Opinion
November 8, 1990
Appeal from the Supreme Court, New York County (Edward McLaughlin, J.).
Defendant, who was arrested following an undercover "buy-and-bust" operation, pleaded guilty to attempted criminal sale of a controlled substance in the third degree, in exchange for a promised sentence of five years' probation and time served, on condition that defendant appear for sentencing, cooperate with probation authorities, and not commit any further criminal acts. Defendant did not appear for sentencing and was returned on a warrant six weeks later. Defendant then moved to withdraw his plea, asserting that he was innocent and had pleaded guilty under duress. The motion was denied without a hearing, and defendant was sentenced as noted above.

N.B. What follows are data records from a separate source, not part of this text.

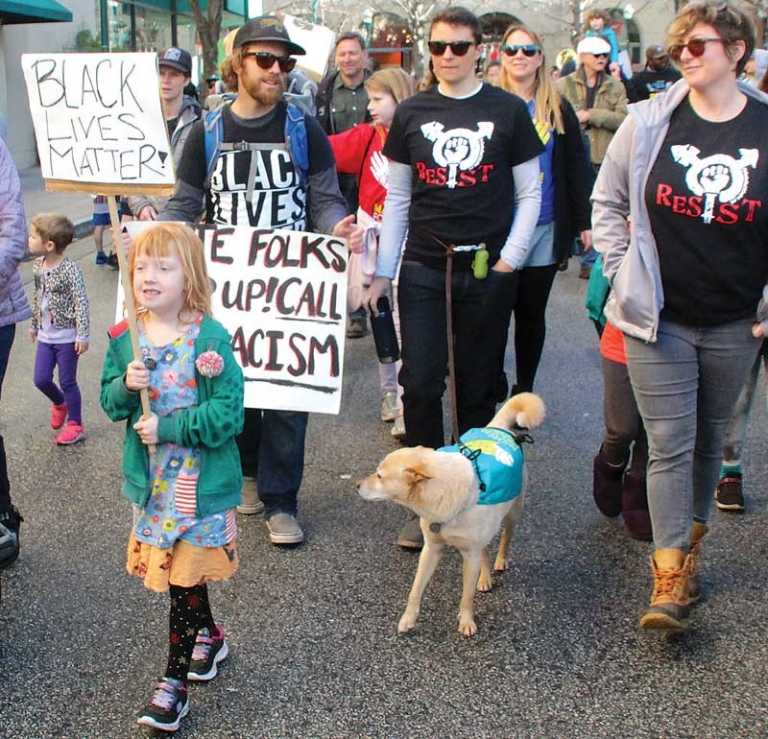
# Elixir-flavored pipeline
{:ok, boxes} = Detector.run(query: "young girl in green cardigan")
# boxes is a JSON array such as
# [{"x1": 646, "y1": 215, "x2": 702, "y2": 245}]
[{"x1": 100, "y1": 222, "x2": 243, "y2": 733}]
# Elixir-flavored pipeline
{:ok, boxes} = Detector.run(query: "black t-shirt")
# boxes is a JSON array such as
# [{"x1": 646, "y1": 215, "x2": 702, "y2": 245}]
[
  {"x1": 166, "y1": 116, "x2": 179, "y2": 139},
  {"x1": 646, "y1": 95, "x2": 768, "y2": 326},
  {"x1": 177, "y1": 102, "x2": 334, "y2": 227},
  {"x1": 383, "y1": 84, "x2": 543, "y2": 267},
  {"x1": 628, "y1": 67, "x2": 681, "y2": 103}
]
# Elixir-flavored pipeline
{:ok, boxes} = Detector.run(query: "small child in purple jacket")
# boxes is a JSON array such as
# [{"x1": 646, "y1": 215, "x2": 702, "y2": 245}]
[{"x1": 28, "y1": 213, "x2": 90, "y2": 445}]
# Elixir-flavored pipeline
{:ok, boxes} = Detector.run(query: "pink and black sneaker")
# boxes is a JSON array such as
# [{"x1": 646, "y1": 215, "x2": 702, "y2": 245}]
[
  {"x1": 137, "y1": 677, "x2": 189, "y2": 732},
  {"x1": 187, "y1": 625, "x2": 229, "y2": 682}
]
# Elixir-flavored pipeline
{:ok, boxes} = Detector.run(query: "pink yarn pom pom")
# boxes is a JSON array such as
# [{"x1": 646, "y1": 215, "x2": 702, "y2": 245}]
[{"x1": 195, "y1": 350, "x2": 224, "y2": 378}]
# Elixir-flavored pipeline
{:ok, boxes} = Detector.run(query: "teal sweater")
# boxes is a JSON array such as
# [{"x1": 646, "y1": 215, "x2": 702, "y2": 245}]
[{"x1": 100, "y1": 315, "x2": 244, "y2": 515}]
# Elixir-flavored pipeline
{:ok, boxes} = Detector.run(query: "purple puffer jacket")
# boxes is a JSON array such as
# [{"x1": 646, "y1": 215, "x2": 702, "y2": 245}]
[{"x1": 0, "y1": 137, "x2": 31, "y2": 328}]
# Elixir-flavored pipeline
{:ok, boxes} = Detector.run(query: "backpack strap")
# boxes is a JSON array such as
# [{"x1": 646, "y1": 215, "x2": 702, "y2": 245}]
[
  {"x1": 203, "y1": 105, "x2": 226, "y2": 191},
  {"x1": 284, "y1": 102, "x2": 309, "y2": 186}
]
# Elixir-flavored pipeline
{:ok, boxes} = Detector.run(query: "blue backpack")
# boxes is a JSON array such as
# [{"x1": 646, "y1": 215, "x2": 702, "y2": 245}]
[{"x1": 203, "y1": 102, "x2": 309, "y2": 192}]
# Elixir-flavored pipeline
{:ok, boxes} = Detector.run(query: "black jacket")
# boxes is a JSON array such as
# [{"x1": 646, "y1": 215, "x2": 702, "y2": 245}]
[
  {"x1": 552, "y1": 99, "x2": 593, "y2": 266},
  {"x1": 315, "y1": 69, "x2": 371, "y2": 134}
]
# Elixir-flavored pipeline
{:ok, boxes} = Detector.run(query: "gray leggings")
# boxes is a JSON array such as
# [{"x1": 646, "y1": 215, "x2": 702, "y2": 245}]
[
  {"x1": 722, "y1": 343, "x2": 768, "y2": 464},
  {"x1": 625, "y1": 319, "x2": 760, "y2": 550}
]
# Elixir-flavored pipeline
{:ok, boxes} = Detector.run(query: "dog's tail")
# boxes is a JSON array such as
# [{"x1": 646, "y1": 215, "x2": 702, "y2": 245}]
[{"x1": 489, "y1": 392, "x2": 546, "y2": 431}]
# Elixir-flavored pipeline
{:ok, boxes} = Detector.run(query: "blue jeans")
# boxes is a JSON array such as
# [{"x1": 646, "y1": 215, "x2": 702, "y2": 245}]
[
  {"x1": 722, "y1": 341, "x2": 768, "y2": 464},
  {"x1": 236, "y1": 408, "x2": 308, "y2": 518},
  {"x1": 625, "y1": 318, "x2": 759, "y2": 549},
  {"x1": 398, "y1": 262, "x2": 518, "y2": 448},
  {"x1": 0, "y1": 324, "x2": 16, "y2": 512}
]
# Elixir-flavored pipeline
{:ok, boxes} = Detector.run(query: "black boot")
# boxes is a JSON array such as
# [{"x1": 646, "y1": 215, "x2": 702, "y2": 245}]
[
  {"x1": 622, "y1": 471, "x2": 652, "y2": 541},
  {"x1": 592, "y1": 446, "x2": 626, "y2": 518},
  {"x1": 0, "y1": 505, "x2": 22, "y2": 570}
]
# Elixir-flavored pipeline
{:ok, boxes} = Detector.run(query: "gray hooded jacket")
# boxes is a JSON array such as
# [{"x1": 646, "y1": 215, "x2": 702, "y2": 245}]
[
  {"x1": 0, "y1": 138, "x2": 31, "y2": 328},
  {"x1": 592, "y1": 78, "x2": 768, "y2": 342}
]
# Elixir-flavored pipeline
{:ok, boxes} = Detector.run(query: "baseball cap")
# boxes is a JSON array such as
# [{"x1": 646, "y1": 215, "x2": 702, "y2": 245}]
[
  {"x1": 233, "y1": 16, "x2": 306, "y2": 56},
  {"x1": 577, "y1": 36, "x2": 612, "y2": 56},
  {"x1": 646, "y1": 44, "x2": 668, "y2": 61},
  {"x1": 159, "y1": 47, "x2": 192, "y2": 75}
]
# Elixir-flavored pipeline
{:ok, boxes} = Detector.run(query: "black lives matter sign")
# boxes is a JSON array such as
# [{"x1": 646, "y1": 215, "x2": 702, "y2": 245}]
[
  {"x1": 122, "y1": 223, "x2": 349, "y2": 415},
  {"x1": 22, "y1": 53, "x2": 174, "y2": 190}
]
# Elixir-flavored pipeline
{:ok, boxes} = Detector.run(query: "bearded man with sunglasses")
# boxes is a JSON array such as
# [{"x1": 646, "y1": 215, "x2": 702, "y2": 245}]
[
  {"x1": 366, "y1": 6, "x2": 543, "y2": 549},
  {"x1": 161, "y1": 17, "x2": 362, "y2": 547}
]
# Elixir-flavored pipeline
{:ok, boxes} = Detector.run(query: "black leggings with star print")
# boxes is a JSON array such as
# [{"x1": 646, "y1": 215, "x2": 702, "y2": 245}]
[{"x1": 166, "y1": 584, "x2": 216, "y2": 681}]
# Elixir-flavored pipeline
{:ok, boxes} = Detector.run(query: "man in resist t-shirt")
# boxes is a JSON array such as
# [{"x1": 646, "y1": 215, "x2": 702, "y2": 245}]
[{"x1": 367, "y1": 7, "x2": 542, "y2": 546}]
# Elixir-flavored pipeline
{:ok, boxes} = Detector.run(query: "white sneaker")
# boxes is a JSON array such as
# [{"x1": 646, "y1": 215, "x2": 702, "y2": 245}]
[
  {"x1": 237, "y1": 477, "x2": 264, "y2": 515},
  {"x1": 380, "y1": 391, "x2": 398, "y2": 422},
  {"x1": 391, "y1": 414, "x2": 406, "y2": 441}
]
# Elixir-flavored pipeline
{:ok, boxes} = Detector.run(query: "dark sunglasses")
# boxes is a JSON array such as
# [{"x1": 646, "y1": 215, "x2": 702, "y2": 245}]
[
  {"x1": 667, "y1": 37, "x2": 724, "y2": 61},
  {"x1": 241, "y1": 51, "x2": 296, "y2": 73},
  {"x1": 502, "y1": 44, "x2": 541, "y2": 58},
  {"x1": 592, "y1": 52, "x2": 609, "y2": 59},
  {"x1": 427, "y1": 40, "x2": 474, "y2": 57}
]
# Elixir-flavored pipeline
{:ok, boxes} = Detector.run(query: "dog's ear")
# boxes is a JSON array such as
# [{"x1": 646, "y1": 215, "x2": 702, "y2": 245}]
[{"x1": 404, "y1": 465, "x2": 432, "y2": 484}]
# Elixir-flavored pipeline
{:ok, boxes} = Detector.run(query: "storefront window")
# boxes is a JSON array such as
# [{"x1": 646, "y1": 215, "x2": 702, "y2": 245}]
[
  {"x1": 107, "y1": 0, "x2": 132, "y2": 51},
  {"x1": 134, "y1": 5, "x2": 172, "y2": 52}
]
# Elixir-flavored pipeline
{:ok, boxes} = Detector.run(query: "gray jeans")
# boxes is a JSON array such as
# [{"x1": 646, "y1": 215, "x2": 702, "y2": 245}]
[
  {"x1": 625, "y1": 319, "x2": 760, "y2": 550},
  {"x1": 722, "y1": 343, "x2": 768, "y2": 464}
]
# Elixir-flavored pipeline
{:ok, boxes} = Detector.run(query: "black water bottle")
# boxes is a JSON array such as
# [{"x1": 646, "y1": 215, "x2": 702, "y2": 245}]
[{"x1": 369, "y1": 296, "x2": 400, "y2": 364}]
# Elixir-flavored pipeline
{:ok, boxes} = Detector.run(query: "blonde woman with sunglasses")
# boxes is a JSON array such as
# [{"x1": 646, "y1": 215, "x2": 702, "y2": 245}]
[
  {"x1": 497, "y1": 23, "x2": 593, "y2": 399},
  {"x1": 593, "y1": 0, "x2": 768, "y2": 633}
]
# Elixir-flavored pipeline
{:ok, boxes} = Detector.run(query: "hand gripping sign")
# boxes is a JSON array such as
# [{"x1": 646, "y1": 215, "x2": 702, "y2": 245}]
[{"x1": 119, "y1": 223, "x2": 349, "y2": 415}]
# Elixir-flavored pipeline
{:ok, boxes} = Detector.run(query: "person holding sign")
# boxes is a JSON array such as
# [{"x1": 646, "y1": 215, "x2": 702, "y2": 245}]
[
  {"x1": 100, "y1": 223, "x2": 244, "y2": 733},
  {"x1": 366, "y1": 6, "x2": 543, "y2": 549},
  {"x1": 127, "y1": 47, "x2": 202, "y2": 222},
  {"x1": 160, "y1": 16, "x2": 362, "y2": 547}
]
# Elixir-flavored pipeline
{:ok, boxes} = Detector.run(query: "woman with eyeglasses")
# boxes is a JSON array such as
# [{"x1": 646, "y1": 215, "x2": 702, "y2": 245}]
[
  {"x1": 496, "y1": 23, "x2": 592, "y2": 401},
  {"x1": 593, "y1": 0, "x2": 768, "y2": 633}
]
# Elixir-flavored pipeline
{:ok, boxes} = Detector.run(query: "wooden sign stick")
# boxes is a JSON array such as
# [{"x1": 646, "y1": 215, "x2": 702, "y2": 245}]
[{"x1": 106, "y1": 196, "x2": 155, "y2": 453}]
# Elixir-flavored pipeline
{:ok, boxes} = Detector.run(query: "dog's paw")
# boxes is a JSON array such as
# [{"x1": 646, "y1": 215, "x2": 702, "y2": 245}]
[
  {"x1": 493, "y1": 557, "x2": 508, "y2": 573},
  {"x1": 458, "y1": 615, "x2": 478, "y2": 637},
  {"x1": 398, "y1": 611, "x2": 418, "y2": 634},
  {"x1": 476, "y1": 572, "x2": 493, "y2": 592}
]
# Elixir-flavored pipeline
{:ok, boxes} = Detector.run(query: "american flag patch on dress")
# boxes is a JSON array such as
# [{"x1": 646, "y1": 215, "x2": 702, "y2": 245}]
[{"x1": 175, "y1": 474, "x2": 198, "y2": 516}]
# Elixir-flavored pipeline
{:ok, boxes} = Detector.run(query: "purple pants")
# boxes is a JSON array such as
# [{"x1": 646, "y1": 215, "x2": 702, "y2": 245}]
[{"x1": 33, "y1": 341, "x2": 82, "y2": 424}]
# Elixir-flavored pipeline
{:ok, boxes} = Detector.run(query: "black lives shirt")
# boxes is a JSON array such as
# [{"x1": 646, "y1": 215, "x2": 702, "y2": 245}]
[
  {"x1": 177, "y1": 102, "x2": 333, "y2": 228},
  {"x1": 383, "y1": 84, "x2": 543, "y2": 266},
  {"x1": 646, "y1": 95, "x2": 768, "y2": 326}
]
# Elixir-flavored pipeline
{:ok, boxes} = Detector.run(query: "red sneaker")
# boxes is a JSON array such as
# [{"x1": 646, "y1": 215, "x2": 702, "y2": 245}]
[
  {"x1": 50, "y1": 403, "x2": 67, "y2": 430},
  {"x1": 56, "y1": 421, "x2": 85, "y2": 445}
]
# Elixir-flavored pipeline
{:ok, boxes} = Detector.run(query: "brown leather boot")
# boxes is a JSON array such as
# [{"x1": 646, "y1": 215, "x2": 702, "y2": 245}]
[
  {"x1": 688, "y1": 522, "x2": 708, "y2": 604},
  {"x1": 639, "y1": 551, "x2": 692, "y2": 632},
  {"x1": 593, "y1": 446, "x2": 626, "y2": 518},
  {"x1": 622, "y1": 472, "x2": 652, "y2": 541}
]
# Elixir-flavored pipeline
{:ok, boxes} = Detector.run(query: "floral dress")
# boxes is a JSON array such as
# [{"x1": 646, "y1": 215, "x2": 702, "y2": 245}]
[{"x1": 127, "y1": 318, "x2": 238, "y2": 592}]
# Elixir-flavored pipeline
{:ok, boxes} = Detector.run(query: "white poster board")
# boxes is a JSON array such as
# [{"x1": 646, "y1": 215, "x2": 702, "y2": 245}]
[
  {"x1": 120, "y1": 222, "x2": 349, "y2": 415},
  {"x1": 282, "y1": 16, "x2": 335, "y2": 82},
  {"x1": 21, "y1": 53, "x2": 175, "y2": 194}
]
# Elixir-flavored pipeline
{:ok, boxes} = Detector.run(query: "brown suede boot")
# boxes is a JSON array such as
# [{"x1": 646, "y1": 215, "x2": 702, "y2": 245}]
[
  {"x1": 687, "y1": 522, "x2": 708, "y2": 604},
  {"x1": 622, "y1": 472, "x2": 652, "y2": 541},
  {"x1": 593, "y1": 446, "x2": 626, "y2": 518},
  {"x1": 639, "y1": 550, "x2": 692, "y2": 632}
]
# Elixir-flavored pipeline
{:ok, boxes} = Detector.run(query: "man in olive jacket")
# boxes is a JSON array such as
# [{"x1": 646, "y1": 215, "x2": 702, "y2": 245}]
[{"x1": 558, "y1": 35, "x2": 627, "y2": 276}]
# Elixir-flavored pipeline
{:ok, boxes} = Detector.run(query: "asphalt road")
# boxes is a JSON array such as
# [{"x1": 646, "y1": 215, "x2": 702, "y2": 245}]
[{"x1": 2, "y1": 243, "x2": 767, "y2": 738}]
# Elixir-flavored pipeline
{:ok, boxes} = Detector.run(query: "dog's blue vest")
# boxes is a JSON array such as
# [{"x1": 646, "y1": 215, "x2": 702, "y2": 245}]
[{"x1": 438, "y1": 427, "x2": 524, "y2": 505}]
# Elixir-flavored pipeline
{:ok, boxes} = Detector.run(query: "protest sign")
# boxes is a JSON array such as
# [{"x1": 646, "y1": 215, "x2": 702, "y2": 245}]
[
  {"x1": 21, "y1": 52, "x2": 175, "y2": 195},
  {"x1": 120, "y1": 222, "x2": 349, "y2": 415},
  {"x1": 282, "y1": 16, "x2": 335, "y2": 82}
]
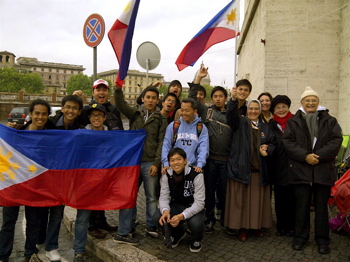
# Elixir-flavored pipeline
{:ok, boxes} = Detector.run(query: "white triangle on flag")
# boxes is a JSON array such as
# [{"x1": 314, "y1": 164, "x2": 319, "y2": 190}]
[{"x1": 0, "y1": 138, "x2": 48, "y2": 190}]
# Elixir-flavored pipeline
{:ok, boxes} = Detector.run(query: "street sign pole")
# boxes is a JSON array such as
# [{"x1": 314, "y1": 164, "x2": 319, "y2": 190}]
[{"x1": 93, "y1": 47, "x2": 97, "y2": 81}]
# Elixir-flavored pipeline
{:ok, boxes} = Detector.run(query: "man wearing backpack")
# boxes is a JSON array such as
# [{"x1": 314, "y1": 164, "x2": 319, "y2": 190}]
[{"x1": 161, "y1": 98, "x2": 209, "y2": 174}]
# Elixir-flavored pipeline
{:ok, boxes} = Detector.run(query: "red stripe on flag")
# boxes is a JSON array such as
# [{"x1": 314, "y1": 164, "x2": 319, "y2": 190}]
[
  {"x1": 176, "y1": 27, "x2": 238, "y2": 71},
  {"x1": 0, "y1": 165, "x2": 140, "y2": 210}
]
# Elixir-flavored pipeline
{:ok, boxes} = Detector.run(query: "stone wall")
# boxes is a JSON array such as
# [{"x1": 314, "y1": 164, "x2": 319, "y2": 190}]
[
  {"x1": 338, "y1": 0, "x2": 350, "y2": 133},
  {"x1": 237, "y1": 0, "x2": 349, "y2": 132}
]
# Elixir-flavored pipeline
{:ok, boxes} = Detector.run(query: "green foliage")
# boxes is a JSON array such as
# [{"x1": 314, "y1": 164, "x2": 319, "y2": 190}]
[
  {"x1": 202, "y1": 84, "x2": 214, "y2": 101},
  {"x1": 66, "y1": 74, "x2": 93, "y2": 95},
  {"x1": 22, "y1": 73, "x2": 45, "y2": 93},
  {"x1": 0, "y1": 67, "x2": 44, "y2": 93},
  {"x1": 158, "y1": 85, "x2": 168, "y2": 96}
]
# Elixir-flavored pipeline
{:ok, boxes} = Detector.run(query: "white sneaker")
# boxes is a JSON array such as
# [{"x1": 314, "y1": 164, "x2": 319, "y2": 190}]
[{"x1": 45, "y1": 249, "x2": 61, "y2": 261}]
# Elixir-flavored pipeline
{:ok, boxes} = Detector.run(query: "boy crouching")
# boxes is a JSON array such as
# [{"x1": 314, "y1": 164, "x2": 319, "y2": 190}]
[{"x1": 153, "y1": 148, "x2": 205, "y2": 252}]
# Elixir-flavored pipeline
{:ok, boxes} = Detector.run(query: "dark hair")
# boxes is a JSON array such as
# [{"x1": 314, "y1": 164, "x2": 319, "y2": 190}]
[
  {"x1": 257, "y1": 92, "x2": 273, "y2": 102},
  {"x1": 167, "y1": 147, "x2": 187, "y2": 162},
  {"x1": 29, "y1": 99, "x2": 51, "y2": 115},
  {"x1": 181, "y1": 98, "x2": 198, "y2": 110},
  {"x1": 197, "y1": 85, "x2": 207, "y2": 99},
  {"x1": 164, "y1": 92, "x2": 180, "y2": 103},
  {"x1": 61, "y1": 95, "x2": 83, "y2": 109},
  {"x1": 168, "y1": 80, "x2": 182, "y2": 96},
  {"x1": 211, "y1": 86, "x2": 227, "y2": 98},
  {"x1": 236, "y1": 79, "x2": 252, "y2": 92},
  {"x1": 141, "y1": 86, "x2": 159, "y2": 98}
]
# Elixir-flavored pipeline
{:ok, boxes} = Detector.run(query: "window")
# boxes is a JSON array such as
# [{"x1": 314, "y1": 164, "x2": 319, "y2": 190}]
[
  {"x1": 41, "y1": 68, "x2": 44, "y2": 72},
  {"x1": 129, "y1": 87, "x2": 132, "y2": 93},
  {"x1": 64, "y1": 70, "x2": 66, "y2": 73},
  {"x1": 56, "y1": 69, "x2": 59, "y2": 73},
  {"x1": 49, "y1": 68, "x2": 52, "y2": 72},
  {"x1": 6, "y1": 56, "x2": 9, "y2": 62},
  {"x1": 56, "y1": 75, "x2": 59, "y2": 80},
  {"x1": 0, "y1": 55, "x2": 2, "y2": 62},
  {"x1": 71, "y1": 70, "x2": 74, "y2": 74},
  {"x1": 49, "y1": 75, "x2": 52, "y2": 80}
]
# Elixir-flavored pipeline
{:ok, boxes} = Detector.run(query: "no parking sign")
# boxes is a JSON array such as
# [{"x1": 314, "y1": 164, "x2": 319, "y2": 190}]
[{"x1": 83, "y1": 14, "x2": 105, "y2": 47}]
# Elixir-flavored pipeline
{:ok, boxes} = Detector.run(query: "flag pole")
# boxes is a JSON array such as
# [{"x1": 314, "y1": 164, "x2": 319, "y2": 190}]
[{"x1": 233, "y1": 36, "x2": 238, "y2": 85}]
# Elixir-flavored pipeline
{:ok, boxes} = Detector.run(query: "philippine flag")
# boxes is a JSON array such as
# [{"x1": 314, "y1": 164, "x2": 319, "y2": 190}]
[
  {"x1": 175, "y1": 0, "x2": 240, "y2": 71},
  {"x1": 0, "y1": 125, "x2": 145, "y2": 210},
  {"x1": 108, "y1": 0, "x2": 140, "y2": 88}
]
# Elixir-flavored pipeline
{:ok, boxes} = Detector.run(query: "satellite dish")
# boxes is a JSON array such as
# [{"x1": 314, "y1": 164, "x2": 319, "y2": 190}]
[{"x1": 136, "y1": 41, "x2": 161, "y2": 70}]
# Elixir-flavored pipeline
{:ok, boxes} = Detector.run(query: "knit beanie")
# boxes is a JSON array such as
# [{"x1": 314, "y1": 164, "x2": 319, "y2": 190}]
[
  {"x1": 270, "y1": 95, "x2": 291, "y2": 112},
  {"x1": 301, "y1": 86, "x2": 319, "y2": 100}
]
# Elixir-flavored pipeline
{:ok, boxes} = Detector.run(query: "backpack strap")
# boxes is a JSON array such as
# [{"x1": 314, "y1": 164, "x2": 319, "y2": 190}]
[
  {"x1": 172, "y1": 120, "x2": 181, "y2": 147},
  {"x1": 172, "y1": 120, "x2": 202, "y2": 147}
]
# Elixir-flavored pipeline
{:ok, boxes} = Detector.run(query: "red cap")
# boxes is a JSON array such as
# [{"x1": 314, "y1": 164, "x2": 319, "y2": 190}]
[{"x1": 93, "y1": 79, "x2": 109, "y2": 89}]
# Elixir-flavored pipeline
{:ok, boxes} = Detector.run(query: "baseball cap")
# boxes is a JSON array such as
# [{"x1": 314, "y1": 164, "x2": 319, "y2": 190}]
[
  {"x1": 87, "y1": 103, "x2": 106, "y2": 115},
  {"x1": 93, "y1": 79, "x2": 109, "y2": 89}
]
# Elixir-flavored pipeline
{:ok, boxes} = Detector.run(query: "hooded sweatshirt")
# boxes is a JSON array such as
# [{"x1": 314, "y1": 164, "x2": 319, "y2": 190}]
[
  {"x1": 162, "y1": 115, "x2": 209, "y2": 168},
  {"x1": 159, "y1": 162, "x2": 205, "y2": 219}
]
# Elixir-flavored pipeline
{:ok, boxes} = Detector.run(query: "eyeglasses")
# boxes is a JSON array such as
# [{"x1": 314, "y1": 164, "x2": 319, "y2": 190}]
[
  {"x1": 63, "y1": 105, "x2": 80, "y2": 111},
  {"x1": 90, "y1": 114, "x2": 104, "y2": 118}
]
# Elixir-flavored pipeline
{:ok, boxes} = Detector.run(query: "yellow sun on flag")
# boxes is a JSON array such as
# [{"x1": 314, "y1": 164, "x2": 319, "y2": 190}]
[
  {"x1": 0, "y1": 147, "x2": 20, "y2": 182},
  {"x1": 124, "y1": 1, "x2": 132, "y2": 13},
  {"x1": 226, "y1": 8, "x2": 237, "y2": 26}
]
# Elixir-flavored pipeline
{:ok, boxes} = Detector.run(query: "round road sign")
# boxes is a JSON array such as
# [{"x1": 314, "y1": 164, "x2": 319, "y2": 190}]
[{"x1": 83, "y1": 14, "x2": 105, "y2": 48}]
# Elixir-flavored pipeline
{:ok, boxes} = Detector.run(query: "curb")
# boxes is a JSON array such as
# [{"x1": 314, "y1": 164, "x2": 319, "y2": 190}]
[{"x1": 62, "y1": 207, "x2": 165, "y2": 262}]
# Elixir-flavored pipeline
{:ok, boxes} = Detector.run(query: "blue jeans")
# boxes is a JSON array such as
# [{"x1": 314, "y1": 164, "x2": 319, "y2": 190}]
[
  {"x1": 132, "y1": 162, "x2": 159, "y2": 228},
  {"x1": 37, "y1": 205, "x2": 65, "y2": 251},
  {"x1": 0, "y1": 206, "x2": 39, "y2": 260},
  {"x1": 153, "y1": 203, "x2": 205, "y2": 241},
  {"x1": 203, "y1": 158, "x2": 228, "y2": 224},
  {"x1": 118, "y1": 208, "x2": 134, "y2": 236},
  {"x1": 74, "y1": 209, "x2": 92, "y2": 253}
]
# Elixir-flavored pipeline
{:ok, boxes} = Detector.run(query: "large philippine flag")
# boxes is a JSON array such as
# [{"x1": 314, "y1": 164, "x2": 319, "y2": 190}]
[
  {"x1": 175, "y1": 0, "x2": 240, "y2": 71},
  {"x1": 108, "y1": 0, "x2": 140, "y2": 88},
  {"x1": 0, "y1": 125, "x2": 146, "y2": 210}
]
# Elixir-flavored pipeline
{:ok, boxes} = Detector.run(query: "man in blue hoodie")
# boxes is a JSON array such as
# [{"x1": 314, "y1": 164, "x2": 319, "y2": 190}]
[{"x1": 161, "y1": 98, "x2": 209, "y2": 174}]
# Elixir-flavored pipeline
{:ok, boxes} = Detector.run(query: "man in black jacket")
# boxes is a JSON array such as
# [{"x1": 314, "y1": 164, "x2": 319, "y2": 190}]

The motion to withdraw a plea will not be granted where the court sufficiently inquires into the assertion of innocence and there is not supporting factual matter for the assertion. (People v. Woodham, 79 A.D.2d 1062.) An evidentiary hearing as to a claim such as duress is not required where a limited interrogation by the court will suffice. (People v. Tinsley, 35 N.Y.2d 926.) The court sufficiently inquired into the alleged claims. As the terms of the sentence promise had been violated, the court acted properly in imposing a greater sentence. (See, People v. Sepulveda, 151 A.D.2d 335.)
Concur — Ross, J.P., Rosenberger, Asch, Kassal and Wallach, JJ.